Nuovo sciopero fissato per lunedì 18 dicembre da parte dei medici per protestare contro la legge di bilancio e difendere il Servizio Sanitario nazionale. Lo sciopero, indetto dai sindacati AAROI-EMAC, FASSID, FVM e CISL Medici, sarà la punta di diamante del 2023 di tutta la raffica di mobilitazioni organizzata a ridosso dei mesi di novembre e dicembre.
“La sanità pubblica sta morendo.”- hanno affermato i sindacati –“ Il Governo deve intervenire con dei segnali nella legge di Bilancio. Il nostro non è uno sciopero temerario ma una legittima e doverosa protesta”.
Questa volta ad incrociare le braccia saranno veterinari, anestesisti-rianimatori e specialisti di patologia clinica e dell’area radiologia.
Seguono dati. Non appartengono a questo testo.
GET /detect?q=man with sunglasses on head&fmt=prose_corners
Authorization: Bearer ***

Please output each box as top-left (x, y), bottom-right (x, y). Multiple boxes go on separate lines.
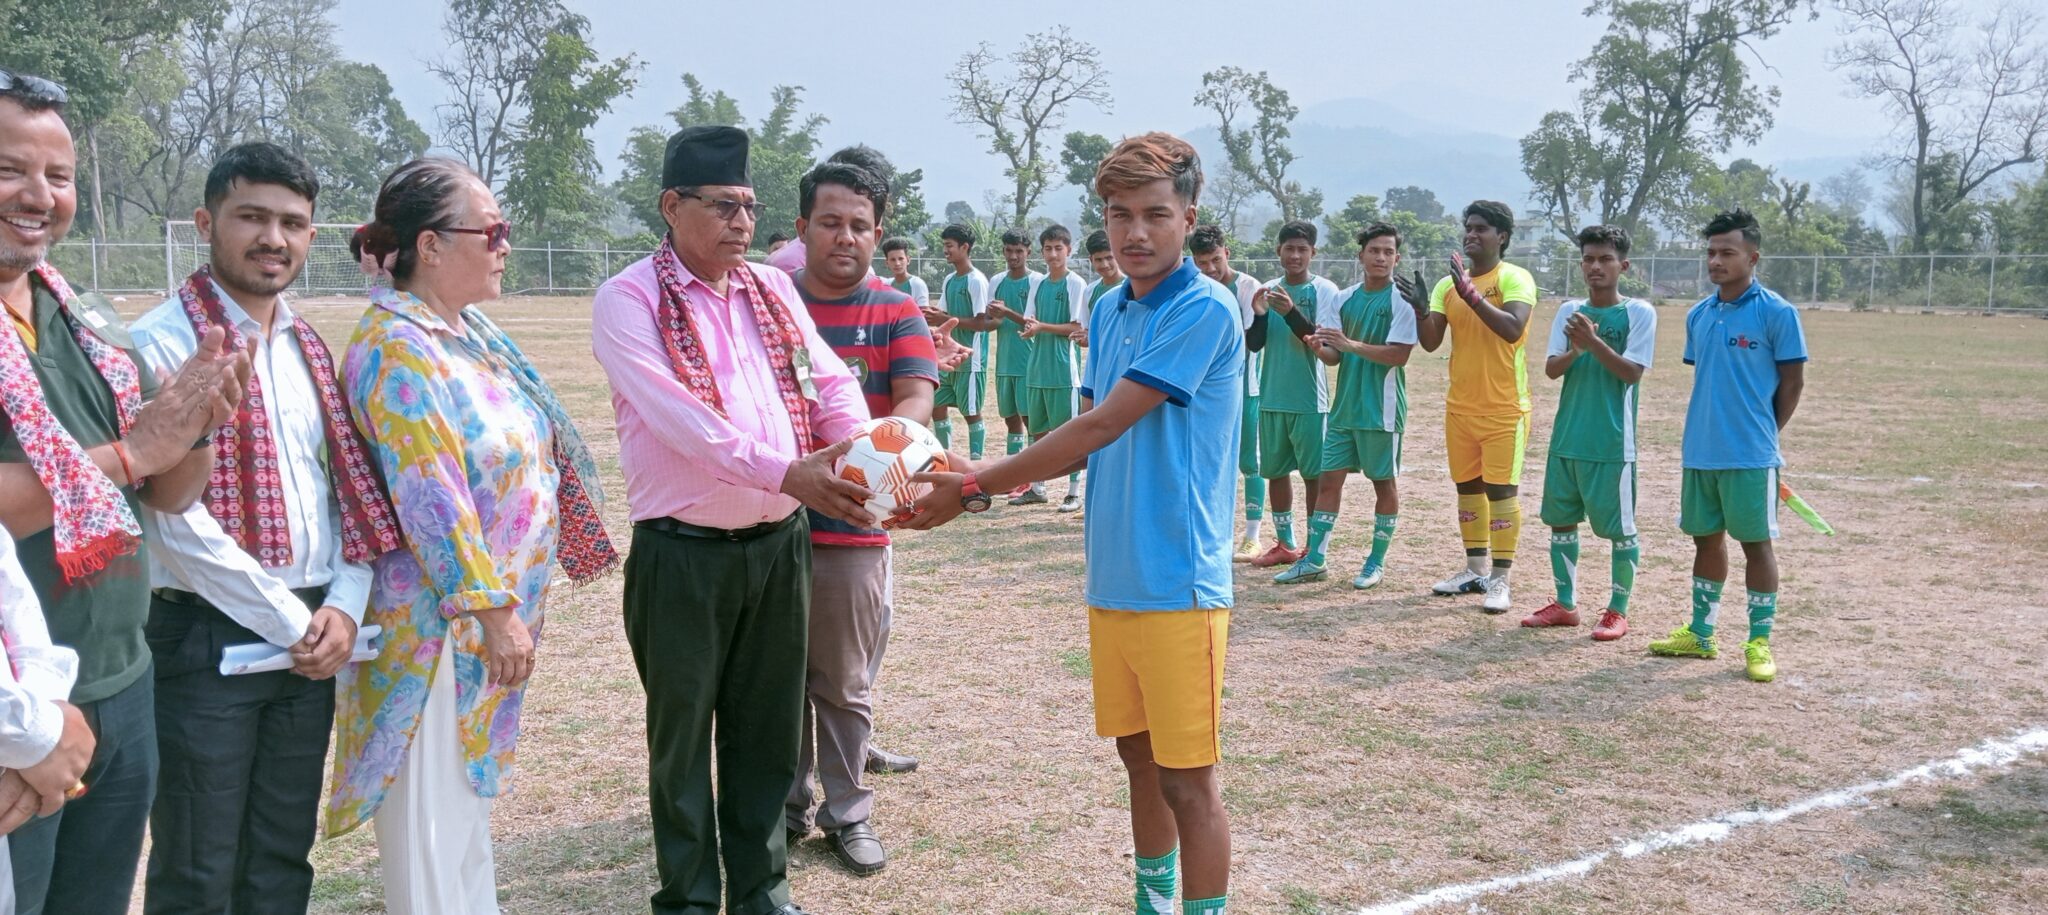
top-left (128, 142), bottom-right (402, 914)
top-left (592, 125), bottom-right (870, 915)
top-left (0, 69), bottom-right (251, 915)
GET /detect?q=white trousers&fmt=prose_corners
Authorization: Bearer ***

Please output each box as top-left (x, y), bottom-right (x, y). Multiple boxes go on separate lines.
top-left (374, 637), bottom-right (498, 915)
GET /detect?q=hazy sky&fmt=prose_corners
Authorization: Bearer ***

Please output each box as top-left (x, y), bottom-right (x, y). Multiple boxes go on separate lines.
top-left (333, 0), bottom-right (1953, 205)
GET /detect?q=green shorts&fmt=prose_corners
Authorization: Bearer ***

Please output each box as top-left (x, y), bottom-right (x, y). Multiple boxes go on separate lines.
top-left (1025, 386), bottom-right (1077, 435)
top-left (1258, 411), bottom-right (1326, 479)
top-left (1239, 395), bottom-right (1261, 476)
top-left (935, 368), bottom-right (984, 415)
top-left (1680, 467), bottom-right (1780, 543)
top-left (1540, 455), bottom-right (1638, 540)
top-left (995, 375), bottom-right (1028, 418)
top-left (1322, 428), bottom-right (1403, 481)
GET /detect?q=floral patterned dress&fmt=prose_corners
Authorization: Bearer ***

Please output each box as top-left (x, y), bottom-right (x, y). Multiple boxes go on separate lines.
top-left (326, 287), bottom-right (559, 837)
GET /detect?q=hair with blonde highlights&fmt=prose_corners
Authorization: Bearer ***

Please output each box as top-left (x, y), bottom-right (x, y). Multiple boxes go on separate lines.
top-left (1092, 132), bottom-right (1202, 206)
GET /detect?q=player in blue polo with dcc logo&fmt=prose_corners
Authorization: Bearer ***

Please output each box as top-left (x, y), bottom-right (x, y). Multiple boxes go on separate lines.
top-left (1650, 208), bottom-right (1808, 683)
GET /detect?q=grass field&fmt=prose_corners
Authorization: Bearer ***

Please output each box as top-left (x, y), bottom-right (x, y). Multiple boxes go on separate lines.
top-left (112, 291), bottom-right (2048, 914)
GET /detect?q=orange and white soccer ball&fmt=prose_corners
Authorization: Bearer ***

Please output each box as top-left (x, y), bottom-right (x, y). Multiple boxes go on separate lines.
top-left (834, 417), bottom-right (950, 525)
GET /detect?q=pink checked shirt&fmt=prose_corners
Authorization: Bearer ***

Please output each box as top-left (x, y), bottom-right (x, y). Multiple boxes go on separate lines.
top-left (592, 256), bottom-right (869, 529)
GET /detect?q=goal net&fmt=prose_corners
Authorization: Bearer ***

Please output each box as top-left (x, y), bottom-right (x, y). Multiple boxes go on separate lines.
top-left (164, 220), bottom-right (375, 298)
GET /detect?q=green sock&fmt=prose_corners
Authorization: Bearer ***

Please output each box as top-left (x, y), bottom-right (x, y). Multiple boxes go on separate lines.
top-left (1306, 511), bottom-right (1337, 566)
top-left (1135, 848), bottom-right (1177, 915)
top-left (1068, 471), bottom-right (1081, 491)
top-left (1610, 536), bottom-right (1639, 614)
top-left (1243, 476), bottom-right (1264, 516)
top-left (1184, 896), bottom-right (1227, 915)
top-left (1272, 511), bottom-right (1297, 549)
top-left (1006, 432), bottom-right (1025, 456)
top-left (1366, 513), bottom-right (1397, 568)
top-left (1550, 529), bottom-right (1580, 610)
top-left (967, 422), bottom-right (986, 460)
top-left (933, 419), bottom-right (953, 452)
top-left (1690, 577), bottom-right (1723, 641)
top-left (1748, 590), bottom-right (1777, 642)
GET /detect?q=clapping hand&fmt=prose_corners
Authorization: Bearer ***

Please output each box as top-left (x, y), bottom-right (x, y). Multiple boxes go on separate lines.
top-left (1563, 312), bottom-right (1599, 350)
top-left (127, 326), bottom-right (252, 476)
top-left (1447, 251), bottom-right (1484, 308)
top-left (1263, 285), bottom-right (1296, 314)
top-left (929, 318), bottom-right (970, 371)
top-left (1393, 269), bottom-right (1429, 317)
top-left (1310, 327), bottom-right (1351, 354)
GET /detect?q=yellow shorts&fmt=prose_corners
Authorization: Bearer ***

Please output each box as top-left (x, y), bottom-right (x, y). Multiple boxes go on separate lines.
top-left (1445, 412), bottom-right (1529, 486)
top-left (1088, 607), bottom-right (1229, 769)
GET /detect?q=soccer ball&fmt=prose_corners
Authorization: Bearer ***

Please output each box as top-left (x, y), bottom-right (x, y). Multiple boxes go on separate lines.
top-left (834, 417), bottom-right (951, 525)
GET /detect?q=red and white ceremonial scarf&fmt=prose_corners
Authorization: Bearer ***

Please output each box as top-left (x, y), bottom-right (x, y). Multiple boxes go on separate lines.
top-left (0, 263), bottom-right (144, 581)
top-left (651, 235), bottom-right (815, 454)
top-left (177, 267), bottom-right (401, 565)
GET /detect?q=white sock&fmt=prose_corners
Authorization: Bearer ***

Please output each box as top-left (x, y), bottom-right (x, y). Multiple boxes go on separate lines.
top-left (1243, 516), bottom-right (1263, 543)
top-left (1466, 554), bottom-right (1489, 576)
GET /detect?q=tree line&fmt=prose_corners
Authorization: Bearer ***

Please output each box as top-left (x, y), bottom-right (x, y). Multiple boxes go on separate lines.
top-left (4, 0), bottom-right (2044, 276)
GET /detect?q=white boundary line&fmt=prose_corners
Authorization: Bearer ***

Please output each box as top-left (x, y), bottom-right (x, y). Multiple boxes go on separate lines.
top-left (1354, 728), bottom-right (2048, 915)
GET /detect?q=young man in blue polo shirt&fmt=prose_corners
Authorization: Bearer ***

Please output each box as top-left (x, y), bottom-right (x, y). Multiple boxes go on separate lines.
top-left (1649, 209), bottom-right (1807, 682)
top-left (905, 132), bottom-right (1241, 915)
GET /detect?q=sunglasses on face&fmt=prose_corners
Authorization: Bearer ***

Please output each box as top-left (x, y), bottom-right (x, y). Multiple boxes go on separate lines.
top-left (0, 71), bottom-right (67, 106)
top-left (678, 192), bottom-right (767, 224)
top-left (443, 221), bottom-right (512, 249)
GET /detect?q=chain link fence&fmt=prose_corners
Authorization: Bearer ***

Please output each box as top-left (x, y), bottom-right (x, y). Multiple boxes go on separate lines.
top-left (40, 227), bottom-right (2048, 314)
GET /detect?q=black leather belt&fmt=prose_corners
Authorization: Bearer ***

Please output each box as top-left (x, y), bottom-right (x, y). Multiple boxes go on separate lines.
top-left (152, 586), bottom-right (327, 610)
top-left (635, 512), bottom-right (800, 542)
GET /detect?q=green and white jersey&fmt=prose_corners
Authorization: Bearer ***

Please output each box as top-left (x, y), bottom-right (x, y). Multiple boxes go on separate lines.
top-left (1319, 281), bottom-right (1421, 432)
top-left (1226, 271), bottom-right (1263, 398)
top-left (1256, 275), bottom-right (1342, 414)
top-left (991, 270), bottom-right (1043, 378)
top-left (942, 268), bottom-right (991, 374)
top-left (891, 274), bottom-right (930, 307)
top-left (1547, 297), bottom-right (1658, 462)
top-left (1023, 272), bottom-right (1092, 389)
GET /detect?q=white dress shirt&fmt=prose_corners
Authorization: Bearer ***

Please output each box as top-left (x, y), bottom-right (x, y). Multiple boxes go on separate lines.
top-left (0, 522), bottom-right (79, 770)
top-left (130, 281), bottom-right (372, 648)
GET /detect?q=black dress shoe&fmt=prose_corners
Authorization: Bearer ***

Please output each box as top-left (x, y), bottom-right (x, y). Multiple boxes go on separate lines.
top-left (826, 820), bottom-right (887, 876)
top-left (865, 745), bottom-right (920, 774)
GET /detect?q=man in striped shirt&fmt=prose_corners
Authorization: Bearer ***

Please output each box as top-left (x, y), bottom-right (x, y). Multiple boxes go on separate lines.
top-left (787, 155), bottom-right (939, 877)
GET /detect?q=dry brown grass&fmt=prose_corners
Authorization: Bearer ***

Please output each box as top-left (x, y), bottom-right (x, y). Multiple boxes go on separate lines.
top-left (110, 293), bottom-right (2048, 914)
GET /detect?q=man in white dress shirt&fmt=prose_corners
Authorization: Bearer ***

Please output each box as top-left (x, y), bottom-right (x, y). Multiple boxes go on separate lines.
top-left (0, 521), bottom-right (93, 915)
top-left (130, 143), bottom-right (401, 914)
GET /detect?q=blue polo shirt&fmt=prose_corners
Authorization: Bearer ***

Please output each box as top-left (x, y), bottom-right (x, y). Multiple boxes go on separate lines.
top-left (1078, 258), bottom-right (1244, 611)
top-left (1681, 280), bottom-right (1809, 470)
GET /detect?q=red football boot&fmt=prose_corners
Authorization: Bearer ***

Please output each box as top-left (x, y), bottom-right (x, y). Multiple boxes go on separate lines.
top-left (1591, 609), bottom-right (1630, 641)
top-left (1520, 602), bottom-right (1581, 628)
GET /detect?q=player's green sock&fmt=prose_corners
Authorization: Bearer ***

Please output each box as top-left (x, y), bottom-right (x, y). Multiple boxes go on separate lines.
top-left (1305, 511), bottom-right (1337, 566)
top-left (1550, 529), bottom-right (1579, 610)
top-left (967, 422), bottom-right (986, 460)
top-left (1244, 477), bottom-right (1264, 517)
top-left (1690, 577), bottom-right (1723, 640)
top-left (1006, 432), bottom-right (1025, 456)
top-left (1610, 536), bottom-right (1639, 614)
top-left (933, 419), bottom-right (953, 452)
top-left (1135, 848), bottom-right (1177, 915)
top-left (1184, 897), bottom-right (1227, 915)
top-left (1068, 471), bottom-right (1081, 492)
top-left (1367, 513), bottom-right (1397, 567)
top-left (1272, 512), bottom-right (1297, 550)
top-left (1747, 590), bottom-right (1777, 642)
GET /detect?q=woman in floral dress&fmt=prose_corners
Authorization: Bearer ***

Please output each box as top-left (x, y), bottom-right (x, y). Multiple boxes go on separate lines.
top-left (330, 157), bottom-right (614, 914)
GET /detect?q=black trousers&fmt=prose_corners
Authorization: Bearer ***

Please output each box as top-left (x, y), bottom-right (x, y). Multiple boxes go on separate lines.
top-left (624, 515), bottom-right (811, 915)
top-left (6, 665), bottom-right (158, 915)
top-left (141, 589), bottom-right (333, 915)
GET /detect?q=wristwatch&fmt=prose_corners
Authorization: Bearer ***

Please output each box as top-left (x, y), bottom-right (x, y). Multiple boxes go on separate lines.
top-left (959, 473), bottom-right (992, 514)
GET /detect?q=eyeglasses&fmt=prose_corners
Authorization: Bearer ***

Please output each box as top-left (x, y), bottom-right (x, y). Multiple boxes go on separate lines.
top-left (442, 221), bottom-right (511, 249)
top-left (0, 71), bottom-right (68, 106)
top-left (679, 192), bottom-right (768, 224)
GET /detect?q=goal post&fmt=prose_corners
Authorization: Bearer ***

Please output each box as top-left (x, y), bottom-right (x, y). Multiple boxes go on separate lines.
top-left (164, 220), bottom-right (377, 297)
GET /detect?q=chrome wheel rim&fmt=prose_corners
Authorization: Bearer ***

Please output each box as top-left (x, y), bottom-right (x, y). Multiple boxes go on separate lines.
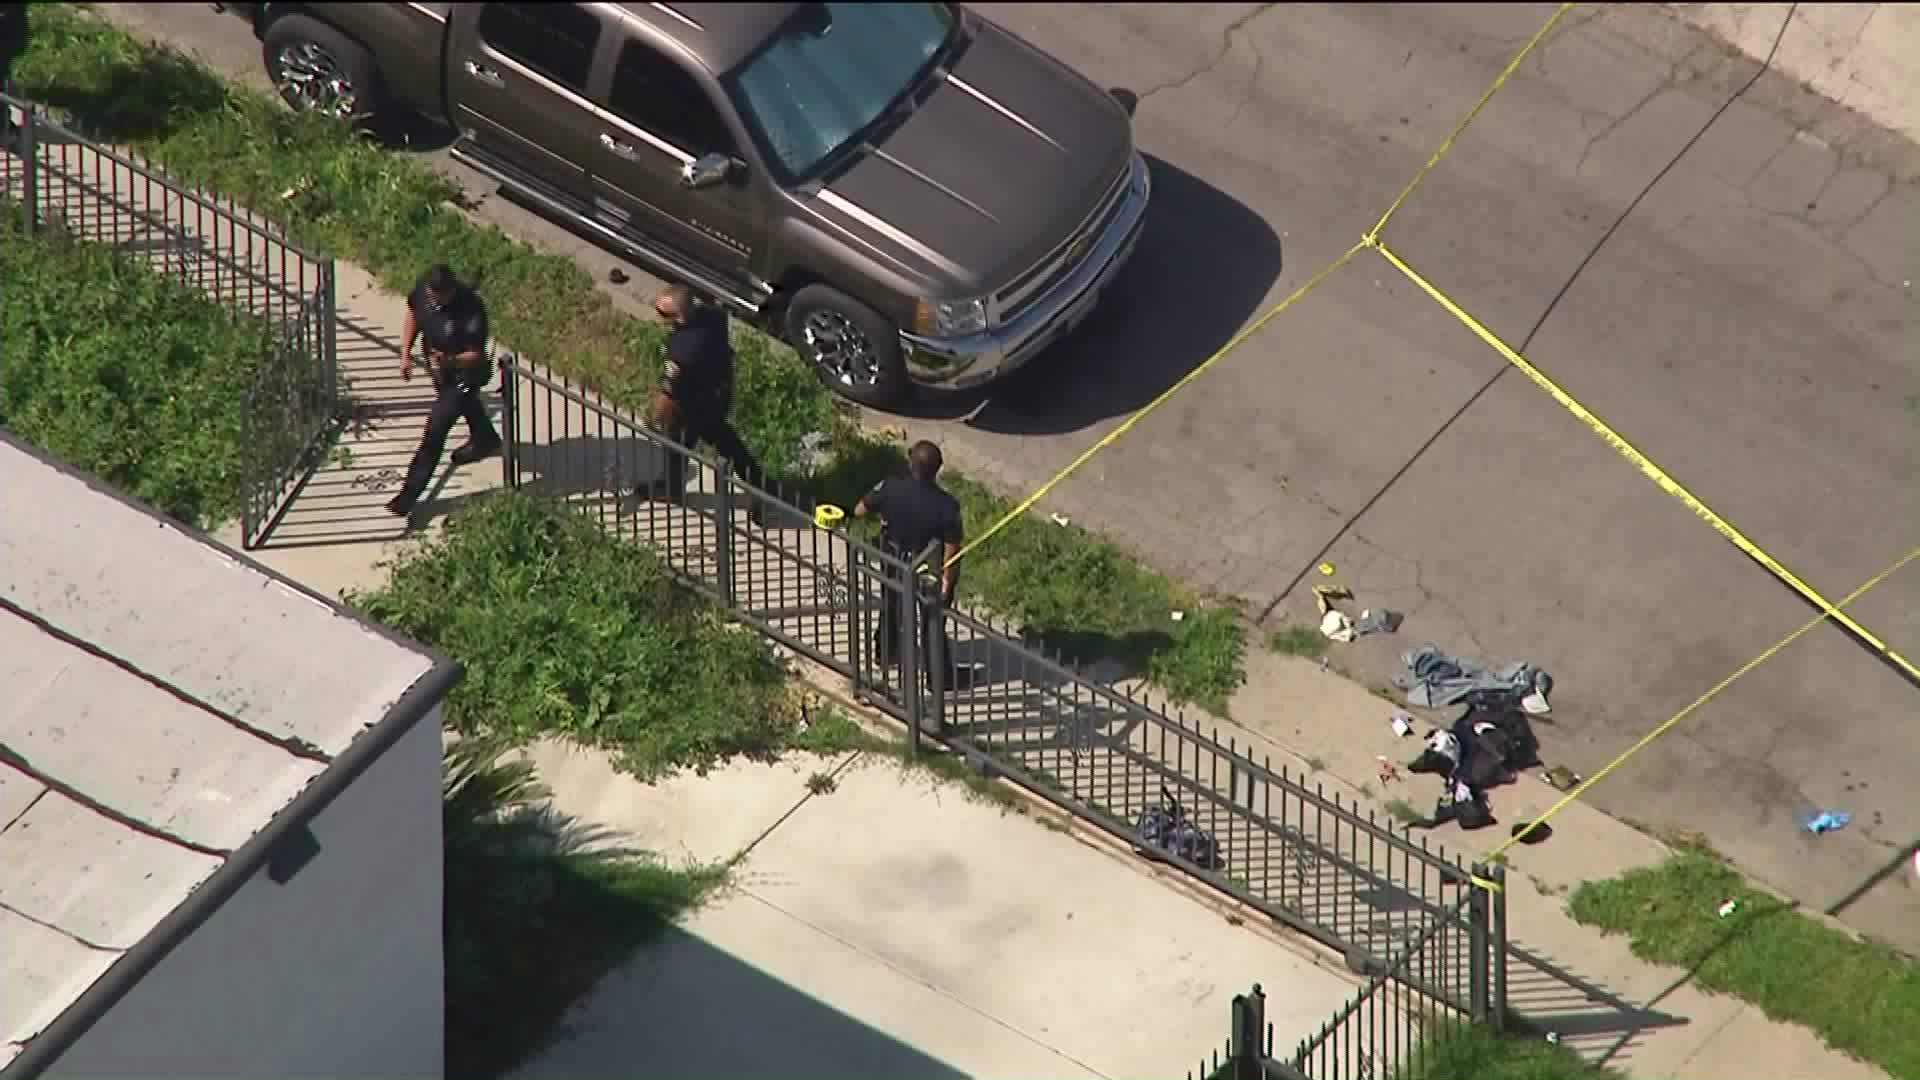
top-left (802, 310), bottom-right (879, 387)
top-left (274, 43), bottom-right (358, 119)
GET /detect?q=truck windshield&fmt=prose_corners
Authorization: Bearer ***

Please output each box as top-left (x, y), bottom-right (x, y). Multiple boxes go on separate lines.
top-left (723, 2), bottom-right (957, 186)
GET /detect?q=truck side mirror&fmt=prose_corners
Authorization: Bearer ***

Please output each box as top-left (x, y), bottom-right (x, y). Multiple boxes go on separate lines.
top-left (681, 153), bottom-right (741, 190)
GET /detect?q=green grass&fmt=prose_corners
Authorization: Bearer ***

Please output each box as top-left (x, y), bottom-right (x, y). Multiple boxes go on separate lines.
top-left (1204, 1025), bottom-right (1614, 1080)
top-left (14, 5), bottom-right (1246, 712)
top-left (1268, 624), bottom-right (1329, 658)
top-left (0, 208), bottom-right (264, 528)
top-left (1391, 1025), bottom-right (1621, 1079)
top-left (1568, 849), bottom-right (1920, 1078)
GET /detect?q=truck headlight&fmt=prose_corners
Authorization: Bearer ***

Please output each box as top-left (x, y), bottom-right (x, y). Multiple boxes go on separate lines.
top-left (913, 296), bottom-right (988, 337)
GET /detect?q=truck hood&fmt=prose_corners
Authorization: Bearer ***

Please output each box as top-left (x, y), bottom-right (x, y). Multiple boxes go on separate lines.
top-left (811, 18), bottom-right (1134, 295)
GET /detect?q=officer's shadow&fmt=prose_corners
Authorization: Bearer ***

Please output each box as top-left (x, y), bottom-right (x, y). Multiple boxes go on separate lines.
top-left (510, 434), bottom-right (713, 512)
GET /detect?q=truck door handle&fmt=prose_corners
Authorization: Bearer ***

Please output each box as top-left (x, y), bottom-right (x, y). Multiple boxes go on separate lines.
top-left (599, 133), bottom-right (639, 161)
top-left (463, 60), bottom-right (505, 89)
Tra le motivazioni alla base della mobilitazione il mantenimento del tetto delle assunzioni di nuovo personale della legge di Bilancio 2024, l’assenza di misure per stabilizzare i numerosi precari, l’ennesimo sottofinanziamento del Fondo Sanitario Nazionale e del prossimo CCNL e il mancato riconoscimento della specificità del lavoro dei professionisti.
Per i promotori dello sciopero tutto ciò sottolinea la mancanza di volontà di ridurre la fuga dal pubblico impiego nel Servizio Sanitario Nazionale, spogliandolo del suo patrimonio economico e professionale, e favorendo il lucro dei grandi gruppi privati. Il segnale, lanciato con questo sciopero, sarà molto forte con molti disagi in tutti i servizi ospedalieri e territoriali e nella filiera agro-zootecnica-alimentare. Le stime, presentate dai sindacati di categoria, parlano di 25mila interventi chirurgici che, nella giornata di lunedì, saranno a rischio. Qualora la protesta dovesse rimanere inascoltata la mobilitazione continuerà dopo l’Epifania.
“Il governo aveva promesso tante cose” – afferma Aldo Grasselli presidente della Fvm (federazione veterinai) –“L’attuale maggioranza in campagna elettorale aveva perfettamente in chiaro gli impegni che aveva preso e non li sta mantenendo. Non si è visto un riconoscimento del ruolo del personale sanitario che sono stati chiamati eroi. Ma sostanzialmente le condizioni in cui lavorano sono sempre più penose” – ha aggiunto Grasselli – “Nello stesso tempo anziché migliorare le condizioni di lavoro vengono peggiorate le loro pensioni. Cosa inaccettabile e che abbiamo rigettato fortemente. Dopo aver sentito parlare il presidente e il vicepresidente del consiglio dei ministri di modifica della Fornero invece abbiamo un trattamento pensionistico che è peggiorativo rispetto alla Fornero”.